Hovering near Independence Hall, staring up at the redbrick building that still brought her a little thrill every time she saw it, she heard a teenage boy talking to another.


“Me! I’d be Patrick Henry, if I was a founding father! He was cool. He was so fierce. He stood right in that building and said, ‘Give me liberty or give me death!’”


Allison winced, wondering if she should play the eternal teacher and tell the boy that Patrick Henry had indeed said those words but not at Independence Hall. He’d spoken his fiery rhetoric to the Virginia Convention at St. John’s Church in Richmond.


She was startled when the teen shivered as though he’d felt a sudden blast of cold air. Then he turned and stared at Allison, not as if he’d known she was there, but as if he’d been searching for someone—anyone—to be near him.

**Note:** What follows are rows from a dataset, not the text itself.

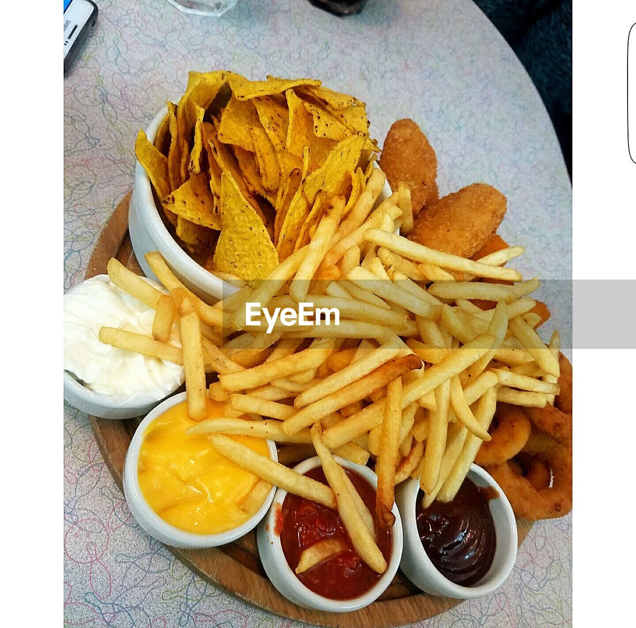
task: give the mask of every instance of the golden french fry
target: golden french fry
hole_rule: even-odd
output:
[[[244,390],[263,386],[273,379],[317,368],[327,359],[333,346],[331,342],[324,341],[286,358],[264,362],[240,372],[222,374],[219,381],[226,390]]]
[[[374,571],[384,573],[387,569],[387,561],[380,551],[369,531],[364,520],[354,501],[349,486],[346,481],[344,470],[334,460],[331,453],[322,442],[320,425],[312,428],[314,446],[322,463],[325,477],[336,496],[338,512],[343,524],[349,533],[351,543],[362,560]]]
[[[168,294],[162,295],[153,320],[153,338],[155,340],[167,343],[170,339],[174,314],[174,299]]]
[[[317,502],[333,510],[337,508],[335,496],[328,486],[275,462],[269,456],[257,454],[227,436],[211,434],[209,438],[219,454],[255,475],[294,495]]]
[[[164,296],[161,290],[129,270],[114,257],[111,257],[108,261],[106,271],[115,285],[142,303],[145,303],[149,308],[156,310],[160,299]]]
[[[512,268],[503,268],[480,264],[466,257],[460,257],[450,253],[429,249],[424,245],[413,242],[394,233],[387,233],[379,229],[368,229],[364,233],[364,239],[416,262],[433,264],[447,270],[468,273],[476,277],[501,279],[505,281],[519,282],[521,275]]]
[[[183,351],[181,347],[173,346],[165,343],[160,343],[149,336],[117,329],[115,327],[103,327],[99,330],[100,342],[120,349],[134,351],[143,355],[166,360],[175,364],[183,364]]]
[[[489,388],[480,398],[474,413],[479,424],[487,431],[494,416],[496,407],[497,392],[494,388]],[[457,494],[482,442],[481,439],[473,434],[466,435],[461,453],[438,493],[437,498],[440,502],[450,502]]]
[[[395,516],[391,510],[393,509],[393,489],[401,420],[402,379],[398,378],[390,382],[387,386],[380,454],[375,465],[375,472],[378,475],[375,515],[378,524],[385,529],[392,528],[395,523]]]
[[[271,482],[259,478],[252,489],[238,500],[238,507],[244,512],[253,514],[263,505],[271,490]]]
[[[296,568],[296,573],[304,573],[316,565],[344,552],[347,545],[340,538],[326,538],[303,550]]]
[[[336,195],[329,200],[326,213],[318,223],[314,237],[307,245],[307,254],[301,262],[296,275],[289,285],[289,296],[296,303],[300,303],[307,297],[309,282],[327,254],[331,238],[335,235],[344,208],[344,196]]]

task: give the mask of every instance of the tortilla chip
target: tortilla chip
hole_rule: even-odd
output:
[[[191,175],[198,174],[201,172],[201,153],[203,151],[203,137],[201,133],[201,126],[203,124],[203,116],[205,110],[202,107],[197,105],[197,121],[195,123],[195,140],[190,154],[190,163],[188,170]]]
[[[181,216],[177,216],[177,237],[186,245],[190,245],[190,252],[200,252],[201,249],[209,249],[214,243],[214,232],[205,227],[195,224]],[[191,249],[190,247],[196,247]]]
[[[300,85],[294,90],[301,96],[308,96],[315,100],[326,103],[332,109],[345,109],[352,105],[364,105],[364,103],[349,96],[348,94],[339,93],[322,86]]]
[[[305,147],[308,147],[309,169],[310,171],[315,170],[324,163],[336,142],[328,138],[317,137],[314,133],[314,118],[305,109],[303,101],[291,90],[287,92],[286,96],[289,125],[285,147],[292,154],[301,157]]]
[[[252,287],[278,266],[279,256],[263,221],[228,172],[221,180],[223,229],[214,252],[216,270],[231,273]]]
[[[276,158],[273,144],[262,126],[251,126],[249,132],[254,142],[263,187],[266,191],[275,194],[280,184],[280,167]]]
[[[282,93],[298,85],[318,86],[322,85],[321,81],[314,79],[281,79],[275,76],[268,76],[266,81],[249,81],[238,74],[230,74],[228,77],[228,81],[232,93],[239,100],[249,100],[259,96]]]
[[[157,196],[163,198],[170,194],[168,158],[150,143],[144,131],[140,131],[137,135],[135,155],[148,173]]]
[[[365,138],[352,135],[339,142],[329,154],[324,164],[308,175],[303,182],[307,200],[313,203],[321,190],[329,194],[342,194],[347,183],[347,174],[357,167]]]
[[[167,114],[157,129],[155,136],[155,147],[162,154],[168,156],[168,151],[170,150],[170,116]]]
[[[300,187],[303,172],[300,168],[294,168],[279,188],[276,198],[276,219],[274,221],[274,244],[277,245],[280,235],[280,229],[285,221],[285,217],[291,205],[292,200]]]
[[[281,104],[271,96],[255,98],[252,100],[258,119],[263,125],[268,137],[277,149],[285,147],[287,130],[289,124],[289,114],[287,110],[287,102]]]
[[[305,108],[314,119],[314,135],[317,137],[327,137],[341,142],[351,135],[349,129],[327,109],[304,102]]]
[[[177,133],[177,106],[167,103],[170,120],[170,149],[168,151],[168,176],[170,190],[176,189],[183,182],[181,179],[181,144]]]
[[[219,203],[212,193],[209,179],[205,172],[191,177],[162,204],[195,224],[217,231],[221,229]]]
[[[219,139],[225,144],[232,144],[254,153],[254,141],[249,129],[251,126],[260,126],[261,121],[254,105],[249,102],[237,100],[233,97],[221,116]]]

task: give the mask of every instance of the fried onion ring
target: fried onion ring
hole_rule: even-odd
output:
[[[495,417],[497,423],[491,428],[491,440],[481,443],[475,458],[482,467],[509,460],[521,451],[530,435],[530,421],[518,406],[497,404]]]
[[[572,449],[556,444],[536,454],[552,470],[552,486],[537,490],[515,473],[509,462],[487,470],[506,493],[517,517],[537,521],[563,517],[572,510]]]

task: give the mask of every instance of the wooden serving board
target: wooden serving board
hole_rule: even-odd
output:
[[[117,207],[97,242],[88,264],[86,278],[106,272],[111,257],[116,257],[138,274],[141,269],[135,258],[128,233],[130,194]],[[124,460],[130,440],[141,420],[111,421],[89,418],[95,437],[115,483],[123,492]],[[517,522],[519,544],[532,523]],[[438,597],[424,593],[398,571],[379,599],[352,613],[326,613],[301,608],[290,602],[273,587],[263,569],[254,531],[233,543],[205,550],[183,550],[167,546],[182,563],[204,580],[249,604],[289,619],[324,626],[385,628],[399,626],[439,615],[462,600]]]

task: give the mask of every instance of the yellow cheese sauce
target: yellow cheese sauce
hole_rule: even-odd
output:
[[[208,418],[221,416],[225,404],[208,400]],[[254,474],[216,452],[205,434],[186,434],[197,421],[187,402],[177,404],[146,428],[139,451],[139,487],[150,507],[168,523],[197,534],[218,534],[251,516],[238,502],[254,486]],[[263,439],[232,436],[268,456]]]

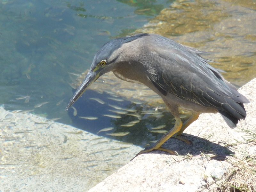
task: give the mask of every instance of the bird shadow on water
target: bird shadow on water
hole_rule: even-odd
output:
[[[153,141],[160,139],[164,133],[160,131],[167,132],[173,127],[175,119],[172,120],[173,118],[173,116],[168,110],[163,109],[156,111],[154,108],[145,104],[141,106],[134,103],[131,104],[130,101],[125,100],[122,102],[115,101],[108,99],[109,97],[106,93],[100,94],[92,90],[87,90],[86,94],[83,95],[73,106],[77,111],[76,115],[74,115],[74,109],[68,110],[68,114],[73,120],[73,126],[100,136],[132,143],[142,148],[148,146]],[[100,101],[101,103],[99,103],[99,100],[98,102],[95,100],[99,99],[102,101]],[[117,107],[120,108],[119,111],[128,111],[127,113],[124,114],[115,114],[109,111],[109,109],[112,111],[113,109],[115,109],[110,107],[110,104],[116,105]],[[129,111],[131,109],[136,111]],[[149,115],[145,114],[149,112]],[[117,115],[120,118],[108,117],[104,116],[105,114]],[[140,120],[138,117],[131,115],[135,114],[140,115],[141,118]],[[85,116],[92,120],[83,118]],[[184,119],[183,120],[186,119]],[[134,121],[139,122],[131,126],[127,125],[131,122],[134,122]],[[159,129],[157,127],[162,126],[159,126],[159,125],[164,125],[165,127]],[[111,129],[108,129],[106,132],[100,132],[102,128],[107,127]],[[152,131],[156,132],[152,132]],[[116,136],[117,134],[121,133],[125,135]],[[228,147],[223,146],[223,145],[220,142],[218,143],[210,141],[208,140],[209,137],[205,139],[186,133],[183,133],[182,136],[190,141],[191,143],[188,144],[177,139],[171,138],[163,145],[163,147],[176,151],[180,155],[186,155],[188,154],[193,156],[211,154],[212,155],[208,155],[208,156],[221,160],[226,159],[227,156],[234,154]],[[163,153],[159,150],[154,150],[152,152],[156,152]]]
[[[227,156],[235,154],[228,147],[222,146],[220,142],[218,143],[189,134],[183,133],[182,137],[191,143],[187,144],[171,138],[164,143],[163,147],[176,151],[179,155],[205,156],[218,160],[226,160]]]

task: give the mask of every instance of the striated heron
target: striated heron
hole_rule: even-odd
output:
[[[174,128],[140,154],[159,150],[171,137],[189,143],[180,134],[202,113],[219,112],[228,125],[235,127],[244,119],[244,103],[249,101],[201,57],[205,52],[183,45],[154,34],[143,34],[116,39],[97,52],[90,71],[70,100],[66,110],[87,87],[101,75],[112,71],[117,77],[142,84],[159,95],[175,117]],[[193,115],[182,123],[179,108]]]

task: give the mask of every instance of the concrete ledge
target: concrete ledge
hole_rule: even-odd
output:
[[[241,121],[236,128],[229,128],[219,114],[202,114],[186,130],[193,145],[174,139],[165,143],[165,148],[176,150],[179,155],[159,151],[141,155],[89,192],[216,191],[218,180],[221,180],[232,168],[233,156],[242,155],[244,151],[252,156],[256,155],[255,142],[250,145],[244,143],[246,134],[243,131],[255,131],[256,79],[239,92],[250,103],[245,105],[245,120]],[[237,141],[242,143],[238,147],[225,144]]]

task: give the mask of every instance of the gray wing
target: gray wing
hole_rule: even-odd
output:
[[[202,52],[168,39],[149,53],[152,68],[148,76],[158,90],[244,118],[243,103],[248,100],[199,56]]]

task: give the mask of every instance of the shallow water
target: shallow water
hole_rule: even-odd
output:
[[[74,74],[89,68],[104,44],[141,27],[170,4],[167,0],[0,1],[0,103],[7,110],[33,110],[72,124],[65,109]],[[17,99],[25,96],[29,97]]]
[[[99,88],[88,90],[73,108],[65,109],[75,91],[72,87],[76,87],[72,83],[102,45],[136,30],[212,52],[205,57],[220,62],[211,64],[227,71],[223,75],[237,87],[255,76],[254,4],[249,9],[239,1],[232,7],[228,1],[184,1],[161,11],[172,1],[2,1],[0,103],[7,110],[33,110],[95,134],[113,127],[98,134],[148,145],[173,126],[173,117],[161,102],[156,111],[143,98],[132,102]],[[108,85],[114,86],[115,81],[109,80]],[[161,100],[150,94],[146,97]]]

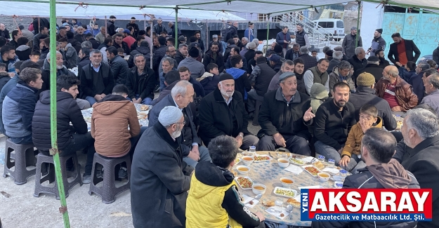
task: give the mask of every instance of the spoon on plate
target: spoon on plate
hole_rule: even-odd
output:
[[[291,217],[291,211],[293,211],[293,206],[289,204],[287,206],[287,211],[288,212],[289,220],[292,220]]]

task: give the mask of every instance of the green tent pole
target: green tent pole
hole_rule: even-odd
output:
[[[178,6],[176,6],[176,49],[178,49]]]
[[[358,16],[357,18],[357,35],[355,36],[355,48],[358,47],[358,36],[360,36],[360,9],[361,8],[361,1],[357,1],[358,3]]]
[[[270,13],[267,14],[268,17],[268,21],[267,22],[267,46],[268,46],[268,34],[270,32]]]
[[[64,227],[70,228],[69,213],[65,201],[65,194],[64,192],[64,183],[63,182],[63,175],[61,174],[61,166],[60,166],[60,155],[58,150],[58,135],[57,135],[57,120],[56,120],[56,6],[55,0],[51,0],[51,139],[52,142],[52,149],[51,154],[53,156],[53,164],[55,165],[55,173],[56,174],[56,182],[58,189],[60,193],[61,207],[60,213],[63,214],[64,220]]]

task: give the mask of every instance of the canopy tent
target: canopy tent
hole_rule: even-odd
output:
[[[0,8],[0,15],[11,15],[11,12],[18,16],[39,16],[41,18],[50,15],[48,2],[34,2],[32,7],[30,3],[20,1],[2,1],[3,5],[8,7]],[[175,6],[174,6],[175,7]],[[57,17],[74,18],[96,18],[103,19],[104,17],[110,15],[117,15],[118,19],[129,20],[131,17],[135,16],[137,19],[143,19],[145,14],[147,19],[150,19],[149,15],[154,15],[155,18],[162,18],[164,20],[175,20],[175,10],[171,8],[143,8],[126,6],[119,7],[112,6],[88,6],[81,7],[73,4],[57,4]],[[38,8],[38,11],[35,11]],[[244,21],[242,18],[222,11],[195,11],[188,8],[181,8],[178,10],[178,18],[180,20],[187,19],[188,20],[209,20],[223,21],[234,20]]]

He seemed about sixteen, a handsome kid, the kind teenage girls would definitely find appealing.


“Hi,” he said, frowning as he looked at her. The brother or friend he was with seemed troubled, as well.


“Hi. Where are you from?” Allison asked him.


He made a face. “Indiana.”


She laughed. “What’s wrong with Indiana?”


“I live in a cornfield.”


“Well, we need corn. By the way, I was listening to you, and I’m a huge Patrick Henry fan, too. But guess what? Although I love Philly and I’d like to think most of our brilliant quotes come from speeches here, he said those words in Richmond, Virginia.”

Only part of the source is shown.